The fix is copy.deepcopy() from the standard library's copy module. It recursively copies every nested container, so the copy shares no mutable state with the original at any depth.

Python
import copy

original = {"name": "Ada", "roles": ["admin", "editor"]}

deep = copy.deepcopy(original)
deep["roles"].append("owner")

print(original)  # {'name': 'Ada', 'roles': ['admin', 'editor']}       <- untouched
print(deep)      # {'name': 'Ada', 'roles': ['admin', 'editor', 'owner']}

print(original["roles"] is deep["roles"])  # False - genuinely separate lists now
  • copy.copy(x) (or x.copy(), or x[:]) makes a shallow copy: new outer container, shared inner objects.

  • copy.deepcopy(x) recursively copies every nested container so nothing is shared.

  • Shallow copies are fine when the values are immutable (numbers, strings, tuples of immutables) since there is nothing to accidentally mutate in place.

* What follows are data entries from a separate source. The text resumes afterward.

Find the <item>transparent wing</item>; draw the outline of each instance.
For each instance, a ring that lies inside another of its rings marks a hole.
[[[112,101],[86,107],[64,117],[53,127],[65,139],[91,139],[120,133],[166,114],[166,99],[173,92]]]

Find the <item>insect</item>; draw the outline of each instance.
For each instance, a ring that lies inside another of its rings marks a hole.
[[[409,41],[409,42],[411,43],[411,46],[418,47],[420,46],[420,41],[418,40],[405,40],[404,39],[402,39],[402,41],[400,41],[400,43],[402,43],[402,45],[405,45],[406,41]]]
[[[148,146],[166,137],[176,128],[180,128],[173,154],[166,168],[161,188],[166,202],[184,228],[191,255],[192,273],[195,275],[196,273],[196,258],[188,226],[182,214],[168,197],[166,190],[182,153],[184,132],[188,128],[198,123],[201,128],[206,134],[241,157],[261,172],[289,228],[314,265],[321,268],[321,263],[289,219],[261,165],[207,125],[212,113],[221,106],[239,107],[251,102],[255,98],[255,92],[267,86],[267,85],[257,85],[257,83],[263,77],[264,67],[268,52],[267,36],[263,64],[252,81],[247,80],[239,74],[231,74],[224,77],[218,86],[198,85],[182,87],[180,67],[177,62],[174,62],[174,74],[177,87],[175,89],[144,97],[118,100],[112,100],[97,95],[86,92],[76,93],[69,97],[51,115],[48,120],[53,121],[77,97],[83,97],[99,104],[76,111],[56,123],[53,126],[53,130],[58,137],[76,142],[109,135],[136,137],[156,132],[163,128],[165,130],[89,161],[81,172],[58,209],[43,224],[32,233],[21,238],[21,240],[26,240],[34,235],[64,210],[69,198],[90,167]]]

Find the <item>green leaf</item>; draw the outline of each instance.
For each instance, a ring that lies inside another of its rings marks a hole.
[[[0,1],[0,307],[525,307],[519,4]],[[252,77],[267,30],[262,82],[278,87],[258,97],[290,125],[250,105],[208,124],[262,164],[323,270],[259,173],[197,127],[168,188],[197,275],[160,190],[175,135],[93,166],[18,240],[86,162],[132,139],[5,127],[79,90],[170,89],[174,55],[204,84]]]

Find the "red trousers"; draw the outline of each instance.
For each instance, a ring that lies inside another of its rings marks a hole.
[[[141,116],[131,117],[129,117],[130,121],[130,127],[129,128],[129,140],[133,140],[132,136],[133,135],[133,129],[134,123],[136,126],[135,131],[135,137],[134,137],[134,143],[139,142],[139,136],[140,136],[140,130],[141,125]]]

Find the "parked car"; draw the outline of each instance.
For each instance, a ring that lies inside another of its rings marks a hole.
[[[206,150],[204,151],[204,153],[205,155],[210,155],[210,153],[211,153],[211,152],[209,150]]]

  • Deep copies cost more time and memory because every nested container gets duplicated - reach for them only when you actually need full independence.

Note
A common half-measure is a shallow copy one level deeper — for example rebuilding a list of dicts with `[d.copy() for d in original_list]`. That protects each dict’s top-level keys, but any list or dict *inside* those dicts is still shared. When in doubt about how deep your structure goes, `deepcopy` is the safe default.